I'm really looking forward to the 2016 Service Design Global Conference later this month. After eight years the SDGC is returning to Amsterdam on October 27th and 28th and the Westergasfabriek looks like an interesting choice of venue. Amsterdam will be a first for me this year but I've attended the SDN conferences in Berlin, Boston, San Francisco, Stockholm and New York and I've been thinking about the differences.
Last year the SDN tried something new with distributed proceedings between buildings on the Parsons School of Design campus in New York. It's a beautiful place with some fantastic architecture but the weather didn't cooperate that week and scurrying back and forth through the rain between sessions was a distraction. I was live blogging the proceedings as I did in Stockholm the year before but the New York venue imposed itself on my awareness in a way that hadn't been a problem at any of the earlier conferences.
Juggling a laptop, tablet, voice recorder and camera in theater-style seating with a packed crowd and locked-down campus internet isn't really the best way to cover a live event. Especially when you're constantly relocating. If you see me zealously guarding my place at a table in Amsterdam this year, now you'll understand why.

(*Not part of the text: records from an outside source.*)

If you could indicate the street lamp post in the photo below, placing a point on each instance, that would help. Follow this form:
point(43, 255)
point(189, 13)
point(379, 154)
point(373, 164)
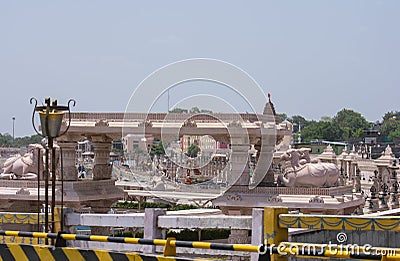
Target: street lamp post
point(51, 116)
point(13, 130)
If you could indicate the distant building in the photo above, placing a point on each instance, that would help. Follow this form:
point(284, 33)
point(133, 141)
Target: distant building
point(131, 143)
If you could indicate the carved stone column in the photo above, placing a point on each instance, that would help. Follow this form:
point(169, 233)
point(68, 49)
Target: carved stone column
point(240, 173)
point(102, 148)
point(68, 145)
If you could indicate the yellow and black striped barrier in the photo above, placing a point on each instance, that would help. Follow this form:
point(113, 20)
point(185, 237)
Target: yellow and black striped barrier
point(311, 250)
point(169, 244)
point(12, 252)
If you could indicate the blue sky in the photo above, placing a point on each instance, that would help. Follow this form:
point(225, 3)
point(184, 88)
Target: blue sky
point(314, 57)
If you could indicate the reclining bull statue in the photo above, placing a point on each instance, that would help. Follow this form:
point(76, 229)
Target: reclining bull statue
point(305, 172)
point(26, 166)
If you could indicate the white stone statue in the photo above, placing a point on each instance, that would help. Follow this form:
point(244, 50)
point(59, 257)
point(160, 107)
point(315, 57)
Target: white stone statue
point(304, 173)
point(26, 166)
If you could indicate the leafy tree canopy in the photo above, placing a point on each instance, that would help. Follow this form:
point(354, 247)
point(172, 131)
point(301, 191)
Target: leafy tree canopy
point(193, 150)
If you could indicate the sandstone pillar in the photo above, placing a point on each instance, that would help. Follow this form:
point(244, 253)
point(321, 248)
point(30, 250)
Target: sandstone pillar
point(240, 172)
point(102, 148)
point(68, 145)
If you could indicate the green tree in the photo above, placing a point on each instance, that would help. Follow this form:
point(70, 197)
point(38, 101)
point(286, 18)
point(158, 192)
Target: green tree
point(391, 125)
point(157, 149)
point(282, 116)
point(352, 123)
point(178, 110)
point(193, 150)
point(321, 130)
point(194, 110)
point(299, 120)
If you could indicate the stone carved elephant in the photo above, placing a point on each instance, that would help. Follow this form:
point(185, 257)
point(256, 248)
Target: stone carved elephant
point(26, 166)
point(303, 173)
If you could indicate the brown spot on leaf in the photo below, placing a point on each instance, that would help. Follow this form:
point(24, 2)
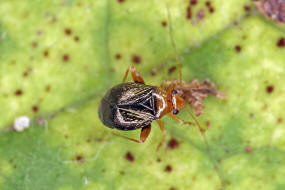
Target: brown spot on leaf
point(193, 2)
point(173, 144)
point(35, 108)
point(270, 89)
point(281, 42)
point(18, 92)
point(68, 31)
point(248, 148)
point(65, 57)
point(238, 48)
point(188, 13)
point(168, 168)
point(118, 56)
point(79, 158)
point(171, 69)
point(274, 9)
point(164, 23)
point(76, 38)
point(46, 53)
point(208, 123)
point(208, 4)
point(211, 9)
point(34, 44)
point(47, 88)
point(247, 8)
point(200, 14)
point(136, 59)
point(129, 156)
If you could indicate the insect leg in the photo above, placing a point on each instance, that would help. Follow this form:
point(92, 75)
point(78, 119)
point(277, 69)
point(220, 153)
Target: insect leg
point(161, 126)
point(143, 136)
point(174, 117)
point(135, 74)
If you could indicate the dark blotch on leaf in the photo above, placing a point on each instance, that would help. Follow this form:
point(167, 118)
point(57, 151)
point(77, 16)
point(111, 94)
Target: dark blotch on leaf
point(238, 48)
point(171, 69)
point(35, 108)
point(188, 13)
point(168, 168)
point(211, 9)
point(76, 38)
point(247, 8)
point(18, 92)
point(129, 156)
point(67, 31)
point(208, 4)
point(164, 23)
point(208, 123)
point(79, 158)
point(65, 57)
point(34, 44)
point(136, 59)
point(193, 2)
point(46, 53)
point(200, 14)
point(47, 88)
point(270, 89)
point(118, 56)
point(248, 149)
point(173, 144)
point(281, 42)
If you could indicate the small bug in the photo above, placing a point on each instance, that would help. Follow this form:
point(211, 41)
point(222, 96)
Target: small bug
point(135, 105)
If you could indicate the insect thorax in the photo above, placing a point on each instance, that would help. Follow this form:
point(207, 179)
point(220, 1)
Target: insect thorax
point(132, 106)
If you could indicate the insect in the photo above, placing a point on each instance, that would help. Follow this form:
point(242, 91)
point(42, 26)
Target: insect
point(135, 105)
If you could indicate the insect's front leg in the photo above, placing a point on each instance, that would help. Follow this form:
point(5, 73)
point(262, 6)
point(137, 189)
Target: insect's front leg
point(135, 74)
point(143, 136)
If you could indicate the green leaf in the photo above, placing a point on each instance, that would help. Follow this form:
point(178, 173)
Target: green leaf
point(57, 59)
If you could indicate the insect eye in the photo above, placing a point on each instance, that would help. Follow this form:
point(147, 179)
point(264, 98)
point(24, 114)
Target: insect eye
point(175, 111)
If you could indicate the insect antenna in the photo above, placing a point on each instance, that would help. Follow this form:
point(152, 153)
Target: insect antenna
point(173, 44)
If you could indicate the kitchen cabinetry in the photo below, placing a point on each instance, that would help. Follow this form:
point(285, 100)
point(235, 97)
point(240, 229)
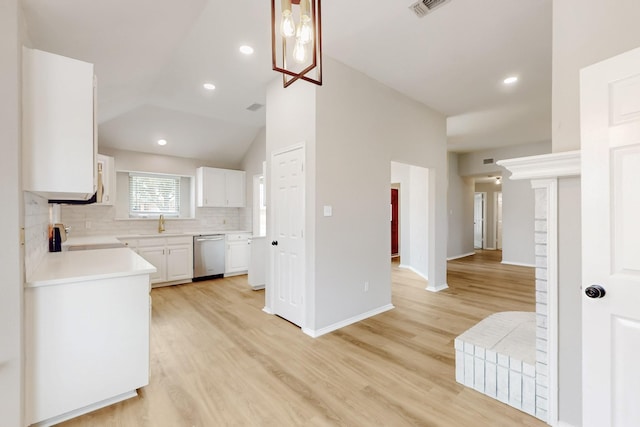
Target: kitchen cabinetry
point(106, 180)
point(58, 126)
point(237, 253)
point(87, 319)
point(172, 257)
point(220, 188)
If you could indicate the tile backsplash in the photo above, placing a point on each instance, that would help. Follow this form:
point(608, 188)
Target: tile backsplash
point(36, 231)
point(93, 220)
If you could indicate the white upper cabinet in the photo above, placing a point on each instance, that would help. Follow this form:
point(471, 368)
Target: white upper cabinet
point(220, 188)
point(106, 190)
point(58, 126)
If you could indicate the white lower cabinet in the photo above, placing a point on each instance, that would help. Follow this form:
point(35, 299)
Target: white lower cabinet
point(171, 256)
point(237, 253)
point(87, 346)
point(156, 256)
point(179, 261)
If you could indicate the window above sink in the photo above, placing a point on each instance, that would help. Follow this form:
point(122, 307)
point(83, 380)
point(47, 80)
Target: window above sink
point(144, 195)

For the past couple conferences I've been attending as a member of the press but logistically I've been on my own. This year things are a bit different . Daniele Catalanotto will be blogging many of the sessions and SDN photographers will be providing a pool of imagery. There's always going to be somefriction running a conference at a new venue but I've wondered whether it might be possible to do this job from home by asking an SDN intern to Skype the sessions to me over a video call.
The downside is that I would miss out on connecting with the people who make the Service Design Network so vibrant. My hybrid role already cuts down on socializing during the conference and I'd hate to miss that part of it altogether.
Maybe there's a middle ground. All services need to consider not only the needs of their customers but the needs of their staff. This year I'm formalizing my relationship with SDN a bit more and I can see a future with a press table off to the side of the main auditorium stocked with the accouterments of a home office and functioning as a hub to synthesize interviews, video, photographs and presentations into a live conference stream.
We're not quite there yet, but maybe I should check in with Daniele and ask about his strategy. I've got a day or two in Amsterdam before the conference starts. Maybe we can find a way to smuggle in a table from IKEA.